By Robin L. Flanigan
Rochester Democrat and Chronicle
Sophie, an affectionate Pembroke Welsh corgi, is in the back yard helping us test a gadget that claims to translate dog barks into human language. The message that filters through her wireless microphone into the palm-sized transmitter in my hand is clear:
It's an expletive.
Bowlingual is a Japanese import from the Takara Corp., the same company that brought us Transformers in the 1980s and dancing flowers in the '90s. Program your canine's breed, gender and name, then wait for the yips and woofs, which get turned into some 200 sentences, such as "These are my rules," "Did you hear that?" and "I've got a funny feeling."
Potentially huge market
More than 250,000 Bowlinguals have sold in Japan since debuting late last year. With the United States home to more than six times the number of dogs in Japan - more than 60 million of them live here - Takara is hoping the overseas launch is worth the time it took to convert the devices to English.
Bowlingual, which hits the market this month and will be sold at Brookstone and some department stores - comes with a $120 price tag, entering the already lucrative $30 billion pet-product market.
"This company's going to make a fortune, I'll tell you that much," says Melissa Cocola, a certified dog trainer from Penfield, N.Y. "People will grasp at anything out there to understand their dog a little bit better. But I see this as a Fisher-Price toy. I hope people don't read too much into it."
Takara says such skepticism is natural, especially given the temperamental prototypes - one of which we tested - that at times translate during silence or refuse to translate despite numerous barks. Spokesman Peter Harwood guarantees that the glitch will be fixed before the machines are sold.
Besides, the company has the reputation of acoustic researcher Matsumi Suzuki behind Bowlingual. Suzuki generated a dictionary of dog vocabulary after years of transforming barks into digital voiceprints. Late last year Suzuki authenticated an audiotape attributed to Osama bin Laden.
Time magazine named Bowlingual one of the best inventions of 2002. Japanese Prime Minister Junichiro Koizumi personally presented two of them to Russian President Vladimir Putin in May during festivities to celebrate the 300th anniversary of St. Petersburg.
The device even won an "Ig Nobel Peace Prize" - for "promoting peace and harmony between the species" - from Harvard University, which annually honors unusual innovations that spur interest in science, medicine and technology. (In the Interdisciplinary Research category, Karl Kruszelnicki of the University of Sydney earned top recognition for his comprehensive survey of belly-button lint.)

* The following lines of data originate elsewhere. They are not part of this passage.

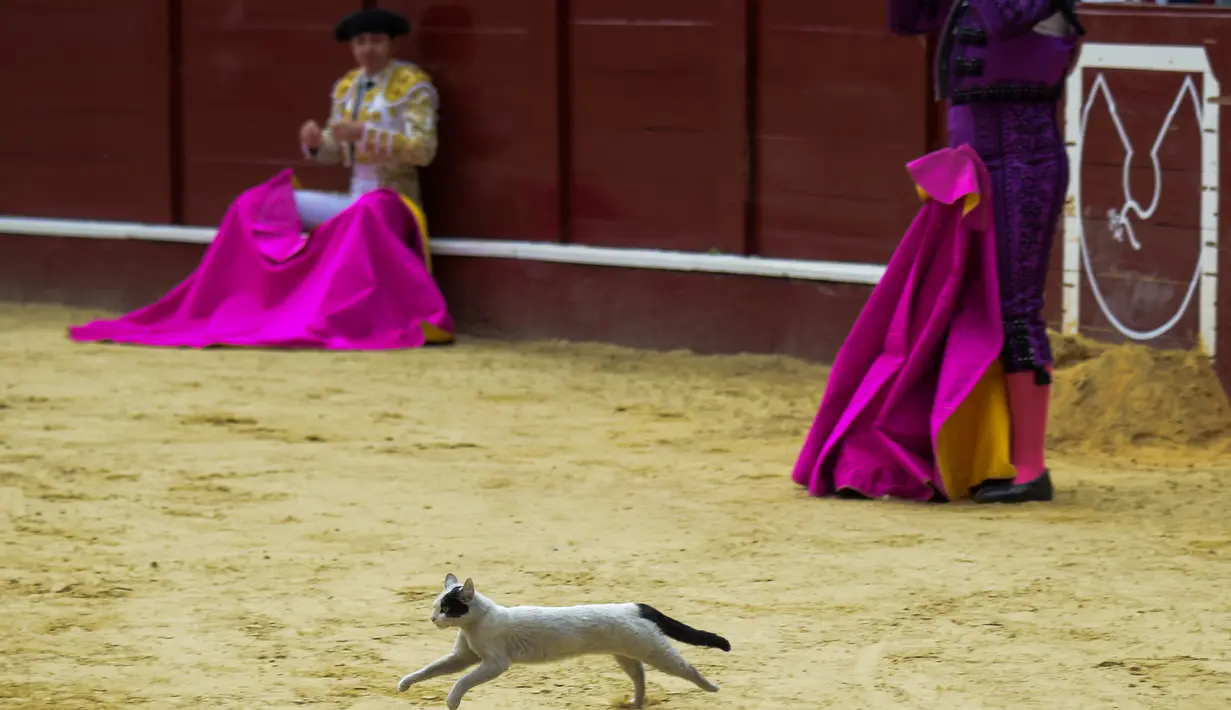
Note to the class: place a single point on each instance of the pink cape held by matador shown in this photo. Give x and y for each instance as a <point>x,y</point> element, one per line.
<point>941,390</point>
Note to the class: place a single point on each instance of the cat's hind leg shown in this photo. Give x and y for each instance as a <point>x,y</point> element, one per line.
<point>665,657</point>
<point>637,672</point>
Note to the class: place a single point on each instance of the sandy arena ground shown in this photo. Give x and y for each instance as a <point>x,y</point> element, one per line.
<point>262,529</point>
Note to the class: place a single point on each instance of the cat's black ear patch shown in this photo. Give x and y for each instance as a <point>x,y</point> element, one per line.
<point>452,604</point>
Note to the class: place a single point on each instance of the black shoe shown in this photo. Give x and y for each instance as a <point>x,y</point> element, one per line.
<point>1037,491</point>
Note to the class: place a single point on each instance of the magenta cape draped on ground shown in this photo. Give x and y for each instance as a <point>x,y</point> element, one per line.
<point>915,405</point>
<point>353,284</point>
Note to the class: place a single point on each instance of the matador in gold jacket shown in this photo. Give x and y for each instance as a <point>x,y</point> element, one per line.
<point>382,122</point>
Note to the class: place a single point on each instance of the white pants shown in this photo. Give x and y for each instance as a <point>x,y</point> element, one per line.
<point>316,207</point>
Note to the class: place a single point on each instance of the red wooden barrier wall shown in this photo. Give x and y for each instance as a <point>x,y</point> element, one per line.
<point>771,127</point>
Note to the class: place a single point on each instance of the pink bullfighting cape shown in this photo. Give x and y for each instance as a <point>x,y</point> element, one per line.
<point>361,281</point>
<point>915,405</point>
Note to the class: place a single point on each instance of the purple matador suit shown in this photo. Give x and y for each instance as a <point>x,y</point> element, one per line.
<point>1002,65</point>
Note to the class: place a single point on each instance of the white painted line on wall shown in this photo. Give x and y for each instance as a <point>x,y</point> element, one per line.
<point>1187,59</point>
<point>721,263</point>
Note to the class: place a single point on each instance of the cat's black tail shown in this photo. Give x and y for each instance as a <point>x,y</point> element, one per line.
<point>682,633</point>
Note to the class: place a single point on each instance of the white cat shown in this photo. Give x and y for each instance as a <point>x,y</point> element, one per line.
<point>496,636</point>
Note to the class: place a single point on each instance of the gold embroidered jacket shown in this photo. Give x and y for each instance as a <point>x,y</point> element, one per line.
<point>399,108</point>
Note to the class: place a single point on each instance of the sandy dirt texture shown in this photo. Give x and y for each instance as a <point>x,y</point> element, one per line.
<point>266,529</point>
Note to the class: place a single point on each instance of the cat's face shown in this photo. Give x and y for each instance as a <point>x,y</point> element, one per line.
<point>452,607</point>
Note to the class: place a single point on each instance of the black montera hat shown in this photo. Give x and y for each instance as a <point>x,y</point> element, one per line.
<point>377,21</point>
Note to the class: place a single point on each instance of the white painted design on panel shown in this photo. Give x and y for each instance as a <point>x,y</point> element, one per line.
<point>1120,222</point>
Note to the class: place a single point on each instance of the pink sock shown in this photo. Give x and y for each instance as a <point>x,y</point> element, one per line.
<point>1028,409</point>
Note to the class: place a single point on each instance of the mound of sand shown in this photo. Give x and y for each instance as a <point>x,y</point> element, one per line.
<point>1114,399</point>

Bowlingual also has other functions, including the "Home Alone Mode," which records your dog's barks for up to 12 hours while you're away, and the "Medical Reference Mode," which explains things like normal vital signs, basic emergency steps and 10 signs of cancer.
Cat owners should know that the Meowlingual is under construction and expected to hit store shelves in Japan next March.
But don't break out the catnip just yet. Takara is unsure whether to take its feline version of the translator overseas.